The role of surface roughness on the electrical behavior of flexible and stretchable screen-printed silver ink on Kapton substrate

Abstract

Changes in the morphology and profile of the printed electronic traces affect the radio frequency (RF) performance, especially when compared to the simulated designs, which are primarily rectangular and smooth. The shape and morphology of the printed traces depend on the printing system, a combination of ink and substrate properties, and the printed technology used for fabrication. This paper investigates the significance of printing parameters like roughness, height, width, and profile shape on the RF performance of screen-printed traces statistically.

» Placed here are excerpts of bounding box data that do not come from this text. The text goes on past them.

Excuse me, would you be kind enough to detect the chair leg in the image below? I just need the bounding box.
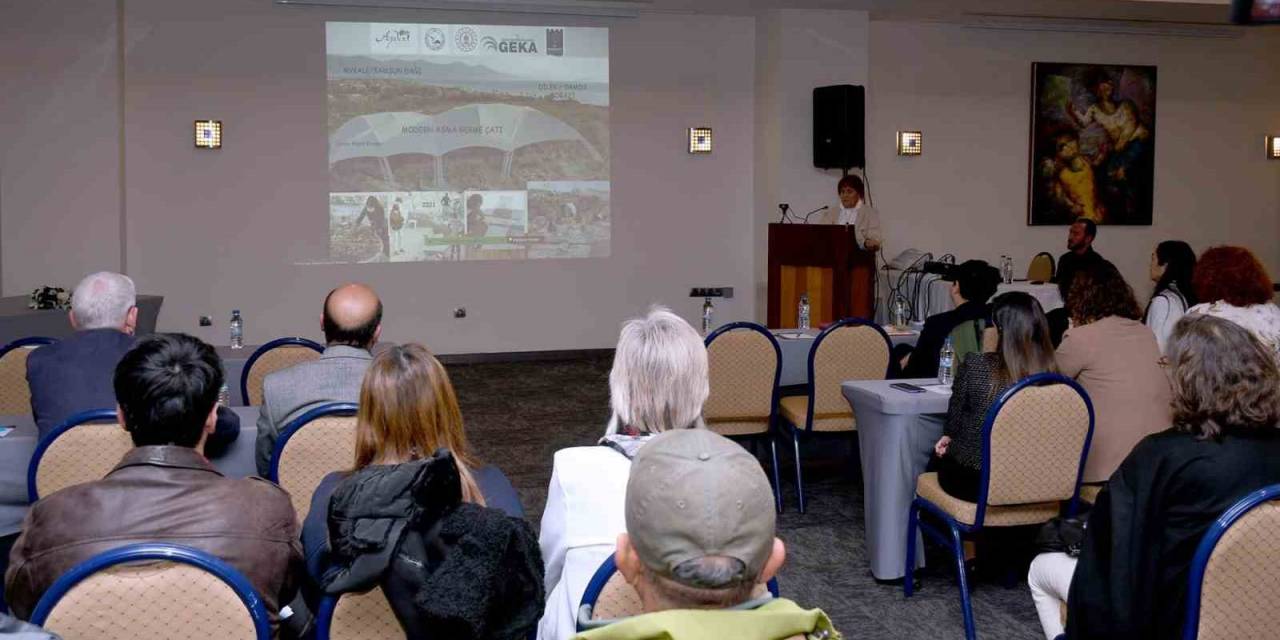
[902,500,920,598]
[768,433,782,513]
[951,525,978,640]
[791,429,804,513]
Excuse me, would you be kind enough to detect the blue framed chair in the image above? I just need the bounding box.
[0,337,58,416]
[778,317,893,513]
[1183,484,1280,640]
[27,408,126,503]
[577,553,778,632]
[31,543,271,640]
[902,374,1093,640]
[268,402,360,522]
[241,338,324,407]
[703,323,782,513]
[316,588,404,640]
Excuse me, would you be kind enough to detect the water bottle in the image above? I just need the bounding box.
[232,308,244,349]
[938,335,956,385]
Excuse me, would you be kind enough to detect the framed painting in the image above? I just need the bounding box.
[1027,63,1156,225]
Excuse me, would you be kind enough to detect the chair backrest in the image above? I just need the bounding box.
[0,337,58,416]
[703,323,782,435]
[1183,485,1280,640]
[241,338,324,407]
[808,317,892,425]
[31,543,271,640]
[268,402,358,522]
[1027,251,1056,282]
[977,374,1093,526]
[316,588,404,640]
[27,408,133,502]
[577,554,778,631]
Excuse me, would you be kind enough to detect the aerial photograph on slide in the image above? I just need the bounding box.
[326,23,612,262]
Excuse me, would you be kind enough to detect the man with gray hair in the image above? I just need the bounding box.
[27,271,239,452]
[576,429,840,640]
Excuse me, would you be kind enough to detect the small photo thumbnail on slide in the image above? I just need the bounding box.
[529,180,613,257]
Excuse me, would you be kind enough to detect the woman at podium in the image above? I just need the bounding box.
[819,175,884,251]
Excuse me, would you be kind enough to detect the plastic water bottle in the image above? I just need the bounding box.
[230,308,244,349]
[938,335,956,385]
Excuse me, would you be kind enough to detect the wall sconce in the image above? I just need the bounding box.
[897,131,924,156]
[196,120,223,148]
[689,127,712,154]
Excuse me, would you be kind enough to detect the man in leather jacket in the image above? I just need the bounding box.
[5,334,302,628]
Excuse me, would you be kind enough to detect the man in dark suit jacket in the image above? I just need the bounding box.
[27,271,239,452]
[257,284,383,477]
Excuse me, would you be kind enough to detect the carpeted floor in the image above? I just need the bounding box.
[449,357,1042,640]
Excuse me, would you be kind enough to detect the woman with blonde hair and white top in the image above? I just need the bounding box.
[538,307,710,640]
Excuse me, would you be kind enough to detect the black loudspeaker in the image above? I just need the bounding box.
[813,84,867,169]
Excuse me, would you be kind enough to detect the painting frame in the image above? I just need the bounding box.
[1027,61,1157,227]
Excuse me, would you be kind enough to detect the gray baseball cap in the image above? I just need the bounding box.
[626,429,777,577]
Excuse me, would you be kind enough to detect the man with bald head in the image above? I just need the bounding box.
[257,284,383,476]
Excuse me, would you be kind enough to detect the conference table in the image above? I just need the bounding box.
[0,404,257,536]
[769,328,920,387]
[841,378,951,580]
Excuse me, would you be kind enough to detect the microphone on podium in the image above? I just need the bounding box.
[804,205,831,224]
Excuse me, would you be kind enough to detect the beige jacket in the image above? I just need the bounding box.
[1057,316,1172,483]
[817,201,884,248]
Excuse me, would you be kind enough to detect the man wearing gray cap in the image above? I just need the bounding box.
[576,429,841,640]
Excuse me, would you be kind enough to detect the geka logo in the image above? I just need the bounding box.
[480,36,538,54]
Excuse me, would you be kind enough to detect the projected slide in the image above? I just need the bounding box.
[326,22,612,262]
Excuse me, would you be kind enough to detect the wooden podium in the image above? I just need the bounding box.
[768,223,876,329]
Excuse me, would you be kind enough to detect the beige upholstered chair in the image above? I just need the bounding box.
[316,588,404,640]
[1027,251,1053,282]
[904,374,1093,639]
[32,544,270,640]
[27,410,133,502]
[241,338,324,407]
[0,338,55,416]
[778,317,892,513]
[703,323,782,512]
[1183,485,1280,640]
[268,402,357,522]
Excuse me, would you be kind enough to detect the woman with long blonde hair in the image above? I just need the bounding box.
[302,344,525,579]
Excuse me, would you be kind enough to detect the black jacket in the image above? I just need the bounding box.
[321,449,545,639]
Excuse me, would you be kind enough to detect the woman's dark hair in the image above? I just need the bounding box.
[1147,241,1196,317]
[1167,314,1280,438]
[113,333,223,447]
[991,291,1057,384]
[1066,261,1142,326]
[1192,247,1274,307]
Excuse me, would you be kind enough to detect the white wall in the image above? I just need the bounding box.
[867,22,1280,300]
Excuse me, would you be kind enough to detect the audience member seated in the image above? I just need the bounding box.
[302,344,525,582]
[1187,247,1280,362]
[257,284,383,476]
[320,450,544,640]
[5,334,302,628]
[27,271,239,453]
[1143,241,1196,353]
[895,260,1000,378]
[933,292,1057,502]
[538,307,706,640]
[1046,218,1106,347]
[1027,314,1280,639]
[577,429,838,640]
[1057,262,1170,483]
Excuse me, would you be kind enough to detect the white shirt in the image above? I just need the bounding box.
[538,447,631,640]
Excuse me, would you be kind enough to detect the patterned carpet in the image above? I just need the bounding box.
[449,357,1042,640]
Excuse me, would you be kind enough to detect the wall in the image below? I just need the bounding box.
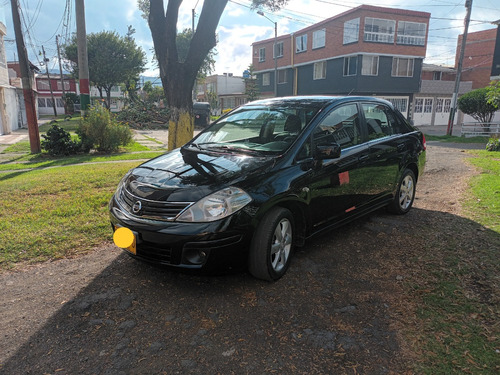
[455,28,498,89]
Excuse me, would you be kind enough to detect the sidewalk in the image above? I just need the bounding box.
[415,125,450,136]
[0,129,29,152]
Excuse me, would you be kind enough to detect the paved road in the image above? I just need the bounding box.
[0,142,496,374]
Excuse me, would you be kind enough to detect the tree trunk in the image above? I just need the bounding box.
[149,0,228,150]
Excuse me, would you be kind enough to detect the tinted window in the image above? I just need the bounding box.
[313,104,361,148]
[362,103,403,139]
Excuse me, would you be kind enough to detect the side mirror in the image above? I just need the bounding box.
[314,143,341,160]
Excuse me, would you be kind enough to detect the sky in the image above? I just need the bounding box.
[0,0,500,77]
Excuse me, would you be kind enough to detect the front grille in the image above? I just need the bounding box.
[137,242,172,264]
[118,187,191,221]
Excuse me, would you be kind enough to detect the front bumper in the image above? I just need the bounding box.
[109,196,253,270]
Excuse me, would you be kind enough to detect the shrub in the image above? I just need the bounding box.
[42,124,80,156]
[77,103,132,152]
[486,138,500,151]
[117,100,170,129]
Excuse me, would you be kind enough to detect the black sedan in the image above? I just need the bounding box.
[109,97,426,280]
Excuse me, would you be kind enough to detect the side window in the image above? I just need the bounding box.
[313,104,361,148]
[362,103,392,139]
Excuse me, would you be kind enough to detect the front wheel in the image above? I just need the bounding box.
[388,169,416,215]
[248,207,294,281]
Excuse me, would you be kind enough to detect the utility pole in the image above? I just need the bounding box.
[257,10,278,97]
[10,0,42,154]
[42,46,57,117]
[56,35,66,114]
[446,0,472,135]
[191,9,195,32]
[75,0,90,117]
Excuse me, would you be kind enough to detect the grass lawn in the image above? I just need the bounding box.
[407,151,500,375]
[0,162,138,269]
[0,135,500,375]
[425,134,489,145]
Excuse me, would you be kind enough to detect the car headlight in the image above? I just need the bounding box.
[176,187,252,223]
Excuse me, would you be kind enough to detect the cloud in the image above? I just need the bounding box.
[215,25,269,76]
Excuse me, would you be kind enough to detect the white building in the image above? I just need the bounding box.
[196,73,248,115]
[0,13,22,135]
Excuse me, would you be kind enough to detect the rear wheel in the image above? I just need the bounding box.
[388,169,416,215]
[248,207,294,281]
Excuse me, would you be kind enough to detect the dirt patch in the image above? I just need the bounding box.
[0,145,496,374]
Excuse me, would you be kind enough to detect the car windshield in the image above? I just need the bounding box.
[189,101,324,155]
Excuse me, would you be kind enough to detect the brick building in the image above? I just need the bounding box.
[252,5,430,116]
[36,74,78,115]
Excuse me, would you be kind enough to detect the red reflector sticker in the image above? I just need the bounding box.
[339,171,349,185]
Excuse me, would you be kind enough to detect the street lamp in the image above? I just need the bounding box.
[257,10,278,96]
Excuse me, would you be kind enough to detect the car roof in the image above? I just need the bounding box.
[245,95,392,107]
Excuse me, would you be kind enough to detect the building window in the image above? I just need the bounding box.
[313,61,326,79]
[0,43,7,68]
[38,98,45,108]
[278,69,286,83]
[57,81,69,91]
[397,21,427,46]
[432,72,443,81]
[262,73,271,86]
[424,99,432,113]
[295,34,307,53]
[392,57,414,77]
[344,18,359,44]
[36,79,50,90]
[443,99,451,113]
[361,55,378,76]
[313,29,326,49]
[344,56,358,76]
[415,99,424,113]
[273,42,283,58]
[259,48,266,62]
[364,17,396,43]
[436,99,444,113]
[383,98,408,113]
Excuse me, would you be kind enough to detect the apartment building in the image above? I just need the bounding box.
[455,27,500,90]
[412,27,500,125]
[36,74,78,115]
[0,15,19,135]
[196,73,248,115]
[252,5,430,116]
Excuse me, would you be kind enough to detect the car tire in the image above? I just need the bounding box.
[248,207,294,281]
[388,169,417,215]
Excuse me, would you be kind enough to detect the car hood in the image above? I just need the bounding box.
[124,149,275,202]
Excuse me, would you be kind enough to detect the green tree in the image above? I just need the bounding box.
[245,64,260,102]
[458,87,496,127]
[63,27,146,108]
[139,0,287,149]
[486,81,500,109]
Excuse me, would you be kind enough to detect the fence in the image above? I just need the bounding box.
[461,122,500,137]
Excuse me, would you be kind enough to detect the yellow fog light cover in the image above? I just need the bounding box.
[113,227,135,249]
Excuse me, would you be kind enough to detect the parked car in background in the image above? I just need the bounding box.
[109,97,426,280]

This paper also derives a model based on actual profile shape and roughness measurements from incorporating these effects into the simulations. From the statistical study, we found that the role of surface roughness becomes more significant as the frequency increases. Thus, modeling surface roughness in flexible hybrid electronics simulations is fundamental for accurate results. Different simulated profile shapes also showed their effect on the RF performance, when combined with roughness, showed better correlation with experimental data. Our proposed model combines the modified Morgan and Hammerstad equation with the compound conductor model. Our proposed model uniquely integrates the modified Morgan and Hammerstad equation with the compound conductor model, leveraging a comprehensive approach focused on the quality and uniformity of printed electronics trace. This integration is aimed at constructing a model that is firmly grounded in actual roughness data, resulting in a solution that is both straightforward to implement and exceptionally accurate in its outcomes. The model agreed well with experimental measurement data over 7 GHz–40 GHz with a root-mean-square error average of 5.7%.